Leaders from across public and private sector and civil society organisations gathered in Nairobi on Friday to discuss how advanced technologies can help the city to deal with some of the most pressing issues of urbanisation – such as traffic congestion, parking, emergency response and the reliability of energy and water supplies.

The Nairobi Smarter Cities Roundtable, organised by IBM, was one of the first gatherings of its kind in Africa.
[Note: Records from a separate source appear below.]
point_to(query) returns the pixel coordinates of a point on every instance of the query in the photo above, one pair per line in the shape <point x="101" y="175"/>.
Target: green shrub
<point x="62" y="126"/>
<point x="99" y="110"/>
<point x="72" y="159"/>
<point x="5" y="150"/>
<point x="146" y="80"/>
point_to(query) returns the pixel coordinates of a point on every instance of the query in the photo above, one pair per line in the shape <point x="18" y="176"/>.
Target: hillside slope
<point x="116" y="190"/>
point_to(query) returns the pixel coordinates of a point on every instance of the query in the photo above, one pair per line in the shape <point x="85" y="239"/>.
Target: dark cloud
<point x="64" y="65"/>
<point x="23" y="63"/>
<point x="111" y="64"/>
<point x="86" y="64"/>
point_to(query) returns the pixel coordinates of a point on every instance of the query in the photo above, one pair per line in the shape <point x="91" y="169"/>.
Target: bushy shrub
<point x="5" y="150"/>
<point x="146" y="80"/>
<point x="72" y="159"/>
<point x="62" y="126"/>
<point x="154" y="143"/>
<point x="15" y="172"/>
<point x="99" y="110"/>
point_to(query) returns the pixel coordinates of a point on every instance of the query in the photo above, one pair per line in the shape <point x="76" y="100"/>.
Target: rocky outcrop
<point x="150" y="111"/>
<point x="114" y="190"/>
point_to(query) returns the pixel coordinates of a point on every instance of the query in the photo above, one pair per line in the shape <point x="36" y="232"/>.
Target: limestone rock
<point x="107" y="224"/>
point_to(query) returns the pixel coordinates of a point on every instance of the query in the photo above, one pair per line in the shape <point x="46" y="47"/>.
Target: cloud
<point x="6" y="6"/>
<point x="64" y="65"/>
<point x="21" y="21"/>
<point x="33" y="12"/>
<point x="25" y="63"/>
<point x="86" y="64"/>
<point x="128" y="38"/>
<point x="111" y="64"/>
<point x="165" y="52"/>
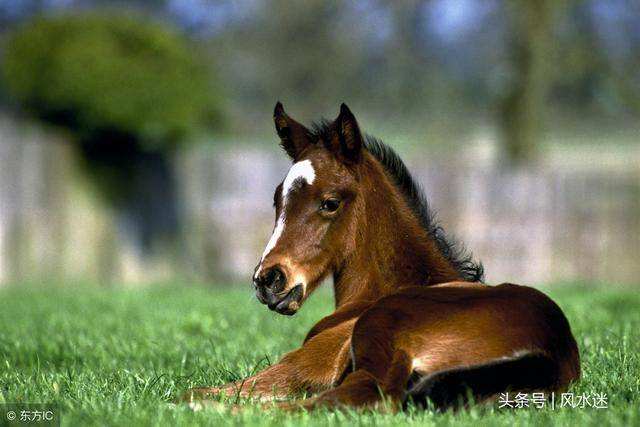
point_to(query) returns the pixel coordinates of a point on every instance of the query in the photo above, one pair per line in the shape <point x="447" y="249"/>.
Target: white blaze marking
<point x="301" y="170"/>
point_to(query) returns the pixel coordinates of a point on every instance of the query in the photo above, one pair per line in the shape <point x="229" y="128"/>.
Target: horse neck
<point x="391" y="249"/>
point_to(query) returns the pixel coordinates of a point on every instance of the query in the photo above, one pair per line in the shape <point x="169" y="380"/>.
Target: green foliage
<point x="110" y="73"/>
<point x="118" y="357"/>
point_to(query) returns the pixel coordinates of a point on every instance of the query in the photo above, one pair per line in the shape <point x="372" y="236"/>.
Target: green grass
<point x="118" y="357"/>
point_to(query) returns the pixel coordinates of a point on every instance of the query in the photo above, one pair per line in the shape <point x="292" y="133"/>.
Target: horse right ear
<point x="294" y="137"/>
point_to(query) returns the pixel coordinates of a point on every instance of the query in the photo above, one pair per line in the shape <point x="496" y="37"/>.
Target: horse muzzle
<point x="287" y="304"/>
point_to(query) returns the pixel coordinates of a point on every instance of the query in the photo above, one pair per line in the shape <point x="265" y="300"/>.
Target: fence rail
<point x="565" y="219"/>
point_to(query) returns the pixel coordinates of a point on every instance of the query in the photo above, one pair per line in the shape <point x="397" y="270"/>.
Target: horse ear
<point x="349" y="139"/>
<point x="294" y="137"/>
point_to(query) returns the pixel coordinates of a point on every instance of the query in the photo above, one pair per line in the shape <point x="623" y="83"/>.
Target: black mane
<point x="452" y="250"/>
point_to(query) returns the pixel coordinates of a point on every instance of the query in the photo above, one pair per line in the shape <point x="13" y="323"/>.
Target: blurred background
<point x="137" y="143"/>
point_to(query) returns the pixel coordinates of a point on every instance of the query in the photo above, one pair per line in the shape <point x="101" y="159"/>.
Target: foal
<point x="412" y="320"/>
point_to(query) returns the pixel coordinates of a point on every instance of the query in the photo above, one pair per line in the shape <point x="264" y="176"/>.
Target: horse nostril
<point x="273" y="279"/>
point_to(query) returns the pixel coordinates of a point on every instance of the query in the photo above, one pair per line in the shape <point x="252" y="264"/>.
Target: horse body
<point x="412" y="319"/>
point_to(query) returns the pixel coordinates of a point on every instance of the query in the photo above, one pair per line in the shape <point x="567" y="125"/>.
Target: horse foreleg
<point x="314" y="367"/>
<point x="363" y="389"/>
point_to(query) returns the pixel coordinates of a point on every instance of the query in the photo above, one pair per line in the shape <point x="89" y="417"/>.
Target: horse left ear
<point x="349" y="141"/>
<point x="294" y="137"/>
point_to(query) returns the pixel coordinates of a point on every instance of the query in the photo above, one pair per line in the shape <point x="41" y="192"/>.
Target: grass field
<point x="118" y="357"/>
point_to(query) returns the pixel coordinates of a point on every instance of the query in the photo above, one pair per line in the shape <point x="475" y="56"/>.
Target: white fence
<point x="575" y="216"/>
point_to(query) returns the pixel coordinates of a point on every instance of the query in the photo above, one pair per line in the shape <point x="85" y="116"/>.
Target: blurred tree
<point x="531" y="50"/>
<point x="130" y="92"/>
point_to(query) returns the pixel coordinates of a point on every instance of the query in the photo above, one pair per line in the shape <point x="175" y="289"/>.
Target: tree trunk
<point x="530" y="49"/>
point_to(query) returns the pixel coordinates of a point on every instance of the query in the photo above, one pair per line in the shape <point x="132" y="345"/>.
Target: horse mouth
<point x="290" y="304"/>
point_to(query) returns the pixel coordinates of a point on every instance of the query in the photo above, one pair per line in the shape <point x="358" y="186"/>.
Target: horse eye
<point x="330" y="205"/>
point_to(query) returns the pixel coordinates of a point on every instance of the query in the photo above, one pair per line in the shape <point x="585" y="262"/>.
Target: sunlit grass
<point x="119" y="357"/>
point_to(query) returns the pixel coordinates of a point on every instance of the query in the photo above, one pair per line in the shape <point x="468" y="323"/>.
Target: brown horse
<point x="413" y="320"/>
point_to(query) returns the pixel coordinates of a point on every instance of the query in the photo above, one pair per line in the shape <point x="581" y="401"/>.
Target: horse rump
<point x="455" y="388"/>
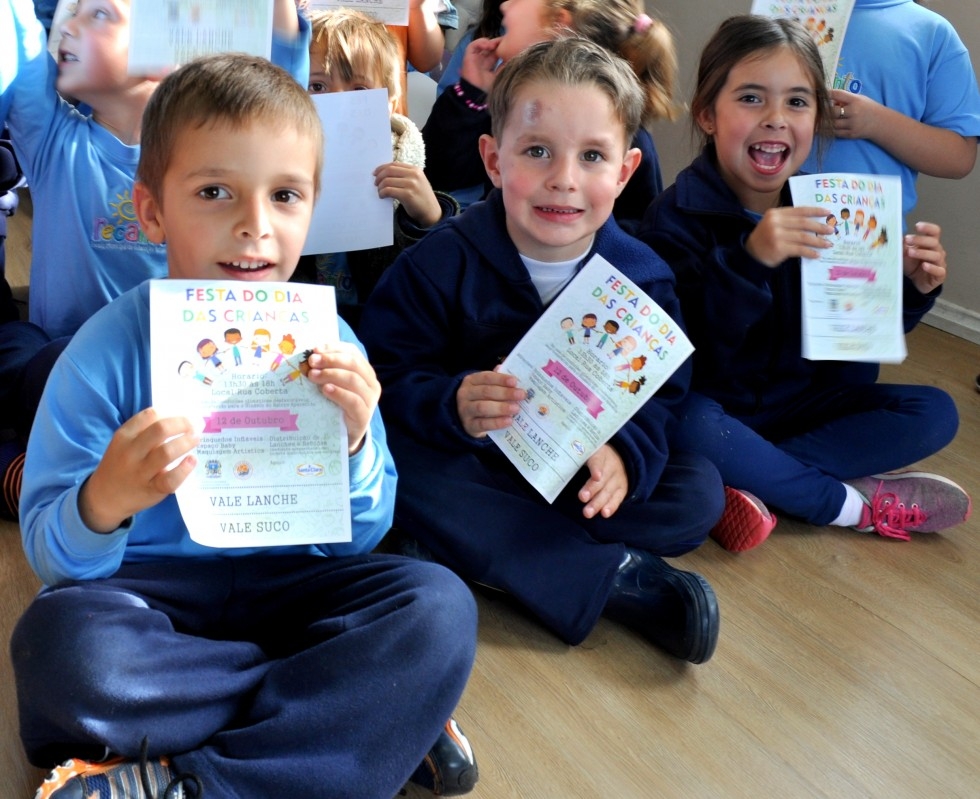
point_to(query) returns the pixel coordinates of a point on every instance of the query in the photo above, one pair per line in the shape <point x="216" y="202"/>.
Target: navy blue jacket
<point x="458" y="302"/>
<point x="453" y="130"/>
<point x="744" y="318"/>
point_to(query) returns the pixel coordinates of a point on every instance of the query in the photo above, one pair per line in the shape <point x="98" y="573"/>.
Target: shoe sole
<point x="706" y="610"/>
<point x="742" y="526"/>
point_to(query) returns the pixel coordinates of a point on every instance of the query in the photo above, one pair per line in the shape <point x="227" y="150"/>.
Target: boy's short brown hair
<point x="230" y="88"/>
<point x="568" y="61"/>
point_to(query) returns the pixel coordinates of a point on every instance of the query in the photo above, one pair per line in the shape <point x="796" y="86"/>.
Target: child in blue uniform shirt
<point x="905" y="98"/>
<point x="87" y="246"/>
<point x="452" y="306"/>
<point x="155" y="661"/>
<point x="803" y="436"/>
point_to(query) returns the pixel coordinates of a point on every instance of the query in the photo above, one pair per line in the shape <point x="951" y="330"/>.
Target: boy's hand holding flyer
<point x="595" y="356"/>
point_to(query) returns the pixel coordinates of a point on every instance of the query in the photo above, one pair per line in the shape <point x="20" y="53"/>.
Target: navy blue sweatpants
<point x="795" y="457"/>
<point x="264" y="676"/>
<point x="479" y="516"/>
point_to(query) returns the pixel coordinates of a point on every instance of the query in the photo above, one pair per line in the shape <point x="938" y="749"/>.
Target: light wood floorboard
<point x="847" y="667"/>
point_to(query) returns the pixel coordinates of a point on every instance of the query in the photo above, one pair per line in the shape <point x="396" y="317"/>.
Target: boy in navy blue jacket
<point x="457" y="302"/>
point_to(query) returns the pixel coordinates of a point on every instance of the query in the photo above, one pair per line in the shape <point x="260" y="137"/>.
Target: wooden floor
<point x="848" y="665"/>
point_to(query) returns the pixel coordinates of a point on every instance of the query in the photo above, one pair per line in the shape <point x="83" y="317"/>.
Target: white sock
<point x="850" y="512"/>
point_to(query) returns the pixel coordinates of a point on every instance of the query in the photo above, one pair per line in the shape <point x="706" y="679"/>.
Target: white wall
<point x="953" y="204"/>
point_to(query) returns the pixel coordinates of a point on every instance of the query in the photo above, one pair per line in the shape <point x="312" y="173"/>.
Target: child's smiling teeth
<point x="768" y="155"/>
<point x="549" y="210"/>
<point x="248" y="266"/>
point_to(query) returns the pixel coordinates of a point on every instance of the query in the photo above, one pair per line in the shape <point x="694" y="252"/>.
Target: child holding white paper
<point x="166" y="668"/>
<point x="350" y="51"/>
<point x="452" y="306"/>
<point x="797" y="434"/>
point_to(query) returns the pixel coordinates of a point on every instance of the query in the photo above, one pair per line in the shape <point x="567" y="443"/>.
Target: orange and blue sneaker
<point x="745" y="523"/>
<point x="117" y="779"/>
<point x="901" y="503"/>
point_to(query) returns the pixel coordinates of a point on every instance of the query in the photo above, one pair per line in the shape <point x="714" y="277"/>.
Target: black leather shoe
<point x="450" y="768"/>
<point x="676" y="610"/>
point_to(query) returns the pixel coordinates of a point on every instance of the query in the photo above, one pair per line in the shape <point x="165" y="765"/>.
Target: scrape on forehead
<point x="532" y="110"/>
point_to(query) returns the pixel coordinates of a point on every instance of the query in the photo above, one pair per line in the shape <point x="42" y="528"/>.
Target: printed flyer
<point x="166" y="35"/>
<point x="272" y="460"/>
<point x="595" y="356"/>
<point x="852" y="293"/>
<point x="390" y="12"/>
<point x="826" y="21"/>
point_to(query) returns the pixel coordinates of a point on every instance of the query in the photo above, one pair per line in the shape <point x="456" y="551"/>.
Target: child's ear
<point x="491" y="158"/>
<point x="562" y="20"/>
<point x="148" y="213"/>
<point x="631" y="160"/>
<point x="706" y="121"/>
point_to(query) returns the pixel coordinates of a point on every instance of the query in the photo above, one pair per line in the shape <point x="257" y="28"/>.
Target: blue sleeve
<point x="22" y="43"/>
<point x="293" y="55"/>
<point x="372" y="483"/>
<point x="70" y="442"/>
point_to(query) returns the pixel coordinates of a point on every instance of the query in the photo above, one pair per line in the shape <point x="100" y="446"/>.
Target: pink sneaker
<point x="745" y="523"/>
<point x="901" y="503"/>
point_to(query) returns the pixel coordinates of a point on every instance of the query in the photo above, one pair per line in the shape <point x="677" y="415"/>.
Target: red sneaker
<point x="901" y="503"/>
<point x="745" y="523"/>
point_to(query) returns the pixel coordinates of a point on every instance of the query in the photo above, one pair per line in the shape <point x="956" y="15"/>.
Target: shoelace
<point x="175" y="786"/>
<point x="891" y="518"/>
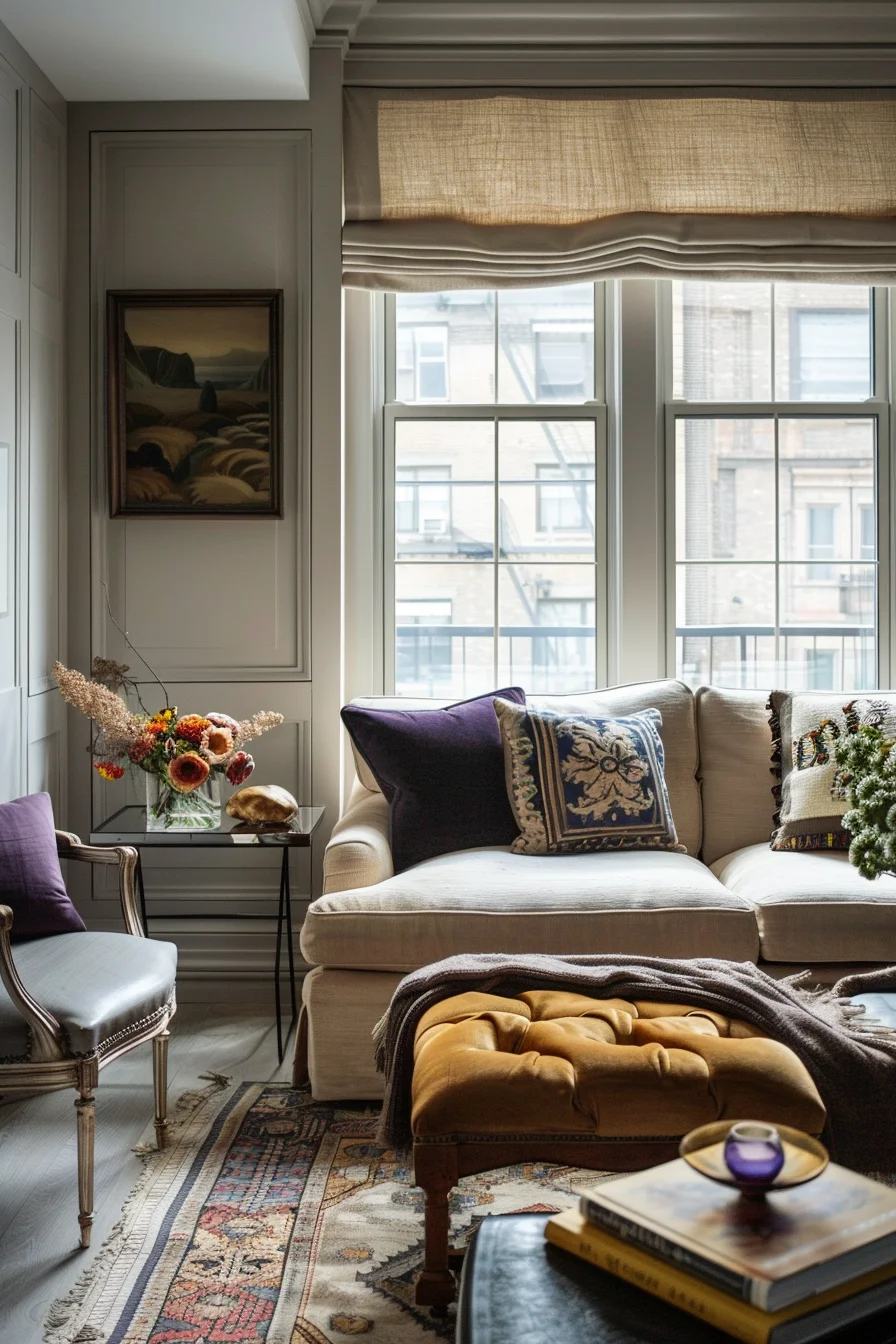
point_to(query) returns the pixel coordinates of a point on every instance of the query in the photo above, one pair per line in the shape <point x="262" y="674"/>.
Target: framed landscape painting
<point x="195" y="417"/>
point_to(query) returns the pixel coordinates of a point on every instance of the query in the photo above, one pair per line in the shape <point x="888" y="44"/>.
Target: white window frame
<point x="594" y="411"/>
<point x="875" y="407"/>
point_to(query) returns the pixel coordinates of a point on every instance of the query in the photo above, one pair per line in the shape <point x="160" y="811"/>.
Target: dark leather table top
<point x="517" y="1289"/>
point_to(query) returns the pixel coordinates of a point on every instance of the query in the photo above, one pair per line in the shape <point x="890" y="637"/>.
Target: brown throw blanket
<point x="852" y="1061"/>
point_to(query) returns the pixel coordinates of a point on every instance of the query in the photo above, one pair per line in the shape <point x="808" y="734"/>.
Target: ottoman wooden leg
<point x="435" y="1173"/>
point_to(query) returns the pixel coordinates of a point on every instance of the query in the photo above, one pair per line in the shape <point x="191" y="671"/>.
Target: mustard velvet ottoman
<point x="605" y="1083"/>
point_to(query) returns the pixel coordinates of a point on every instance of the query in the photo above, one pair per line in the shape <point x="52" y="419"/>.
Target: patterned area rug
<point x="273" y="1219"/>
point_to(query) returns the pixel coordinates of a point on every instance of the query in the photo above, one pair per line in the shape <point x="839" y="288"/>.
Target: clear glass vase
<point x="168" y="809"/>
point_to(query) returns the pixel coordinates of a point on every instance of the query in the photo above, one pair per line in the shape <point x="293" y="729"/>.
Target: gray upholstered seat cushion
<point x="94" y="984"/>
<point x="640" y="901"/>
<point x="813" y="906"/>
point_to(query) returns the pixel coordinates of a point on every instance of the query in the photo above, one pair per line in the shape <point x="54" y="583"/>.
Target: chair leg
<point x="86" y="1133"/>
<point x="435" y="1173"/>
<point x="160" y="1085"/>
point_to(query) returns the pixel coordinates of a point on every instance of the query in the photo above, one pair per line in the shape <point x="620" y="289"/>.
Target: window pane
<point x="547" y="489"/>
<point x="445" y="347"/>
<point x="546" y="344"/>
<point x="457" y="450"/>
<point x="826" y="491"/>
<point x="724" y="489"/>
<point x="443" y="629"/>
<point x="822" y="343"/>
<point x="722" y="340"/>
<point x="547" y="637"/>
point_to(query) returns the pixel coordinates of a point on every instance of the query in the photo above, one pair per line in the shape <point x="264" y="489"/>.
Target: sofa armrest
<point x="359" y="852"/>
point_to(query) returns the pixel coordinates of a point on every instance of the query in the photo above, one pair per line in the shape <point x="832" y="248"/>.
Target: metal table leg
<point x="285" y="921"/>
<point x="141" y="893"/>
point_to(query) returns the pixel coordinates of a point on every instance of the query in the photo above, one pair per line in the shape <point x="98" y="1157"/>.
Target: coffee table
<point x="516" y="1286"/>
<point x="128" y="827"/>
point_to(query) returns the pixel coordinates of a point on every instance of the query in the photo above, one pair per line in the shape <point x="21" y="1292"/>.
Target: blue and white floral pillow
<point x="578" y="784"/>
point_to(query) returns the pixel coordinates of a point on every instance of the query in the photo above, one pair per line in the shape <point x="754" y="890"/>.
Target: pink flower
<point x="239" y="768"/>
<point x="216" y="745"/>
<point x="223" y="721"/>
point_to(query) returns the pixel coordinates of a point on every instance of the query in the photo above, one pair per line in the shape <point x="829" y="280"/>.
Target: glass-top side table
<point x="128" y="825"/>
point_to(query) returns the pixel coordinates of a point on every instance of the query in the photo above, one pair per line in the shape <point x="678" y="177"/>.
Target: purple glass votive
<point x="754" y="1152"/>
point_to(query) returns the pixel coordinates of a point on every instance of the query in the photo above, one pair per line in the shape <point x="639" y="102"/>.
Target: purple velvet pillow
<point x="30" y="875"/>
<point x="442" y="770"/>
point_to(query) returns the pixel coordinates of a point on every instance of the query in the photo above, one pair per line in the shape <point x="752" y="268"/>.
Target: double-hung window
<point x="775" y="444"/>
<point x="496" y="497"/>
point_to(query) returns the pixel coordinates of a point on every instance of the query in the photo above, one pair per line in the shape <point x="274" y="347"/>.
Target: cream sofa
<point x="730" y="895"/>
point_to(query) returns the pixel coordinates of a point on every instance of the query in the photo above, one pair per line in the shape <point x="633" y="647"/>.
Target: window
<point x="422" y="362"/>
<point x="562" y="507"/>
<point x="496" y="524"/>
<point x="422" y="645"/>
<point x="563" y="359"/>
<point x="820" y="544"/>
<point x="830" y="354"/>
<point x="773" y="585"/>
<point x="423" y="500"/>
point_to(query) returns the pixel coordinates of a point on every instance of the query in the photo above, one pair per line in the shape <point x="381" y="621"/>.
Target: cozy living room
<point x="448" y="671"/>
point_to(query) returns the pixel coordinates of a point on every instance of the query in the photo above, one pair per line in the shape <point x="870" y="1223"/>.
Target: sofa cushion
<point x="640" y="901"/>
<point x="94" y="984"/>
<point x="31" y="879"/>
<point x="813" y="906"/>
<point x="679" y="733"/>
<point x="442" y="772"/>
<point x="735" y="769"/>
<point x="582" y="784"/>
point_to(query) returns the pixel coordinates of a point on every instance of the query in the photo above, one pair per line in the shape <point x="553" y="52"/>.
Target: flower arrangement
<point x="183" y="751"/>
<point x="867" y="778"/>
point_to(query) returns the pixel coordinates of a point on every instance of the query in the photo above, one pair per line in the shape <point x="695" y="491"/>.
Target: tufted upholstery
<point x="548" y="1062"/>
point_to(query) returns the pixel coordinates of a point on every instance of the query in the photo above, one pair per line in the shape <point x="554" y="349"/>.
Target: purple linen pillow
<point x="442" y="772"/>
<point x="30" y="875"/>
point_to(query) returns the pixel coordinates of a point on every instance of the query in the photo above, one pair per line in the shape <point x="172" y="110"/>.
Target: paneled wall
<point x="32" y="624"/>
<point x="233" y="614"/>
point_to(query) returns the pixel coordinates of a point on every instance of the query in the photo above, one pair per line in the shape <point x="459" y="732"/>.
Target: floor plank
<point x="39" y="1257"/>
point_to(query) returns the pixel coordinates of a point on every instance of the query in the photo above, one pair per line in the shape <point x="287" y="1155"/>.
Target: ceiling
<point x="120" y="50"/>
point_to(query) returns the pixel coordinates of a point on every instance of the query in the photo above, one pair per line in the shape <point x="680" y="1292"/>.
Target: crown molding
<point x="474" y="23"/>
<point x="572" y="67"/>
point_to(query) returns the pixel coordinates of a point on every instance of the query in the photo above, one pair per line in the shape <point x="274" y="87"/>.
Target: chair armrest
<point x="359" y="852"/>
<point x="124" y="856"/>
<point x="46" y="1032"/>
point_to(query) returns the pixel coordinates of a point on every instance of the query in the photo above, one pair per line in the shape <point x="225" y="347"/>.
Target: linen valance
<point x="476" y="188"/>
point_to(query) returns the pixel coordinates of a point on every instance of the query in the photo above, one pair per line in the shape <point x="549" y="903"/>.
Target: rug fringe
<point x="61" y="1317"/>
Discussions focused on how private and public sectors can work together to lay the foundations for transforming Nairobi into a smarter and more efficient city.

As Nairobi continues to attract new inhabitants and investors alike, it is set to see its population double over the next decade bringing with it a wide range of challenges in key areas such as transportation, utilities, safety and security and urban planning.

By 2030, 48% of Kenyans are expected to reside in urban areas, according to the World Bank, which also predicts that, by 2020, Nairobi’s population is set to increase by over 65%.

The IBM Commuter Pain Survey shows that 61% of Nairobi commuters believe traffic negatively affects their work, family and health, while the Ministry of Planning, Kenya Economic Survey, indicates that traffic congestion currently costs Nairobi city residents Kshs 50-million a day.

In addition, nine out of 10 calls to emergency services in Nairobi go unanswered, according to KK Security, which also found that there are 18 carjackings in Nairobi every week, most are never solved.

Every month, Nairobi suffers from 11 000 high voltage fluctuations and power outages, according to figures from Kengen.

“With half of Kenyans set to be living in cities by 2030, the single biggest challenge facing Kenyan cities is how to manage and harmonize our city systems,” says Dr Bitange Ndemo, permanent secretary for the Ministry for Information & Communication. “Better functioning cities not only help to increase the standard of living for their citizens, but also increase their global competitiveness and support economic development.”

According to Dr Ndemo, while there are a number of innovative smarter city initiatives in Kenya at the moment like Konza and Tatu cities, the single largest urban challenge facing Kenya is Nairobi. “Addressing these challenges now is vital to supporting Nairobi’s development as an important African economic and business hub,” he says.

“A city is basically a system of systems, and can benefit from the latest technologies and processes from other areas such as manufacturing, supply chain management and the service industries to ensure that things function and flow as they should do,” says Anthony Mwai, IBM country GM for East Africa. “IBM has more than 2 000 smarter city projects from the past two years to draw on and is keen to bring that experience to bear in Nairobi.”

As an example, Mwai says IBM is having early discussions with telecommunications companies in Nairobi about how mobile phone signal density could be used to pinpoint and predict traffic jams in the city and assist city authorities in re-directing traffic.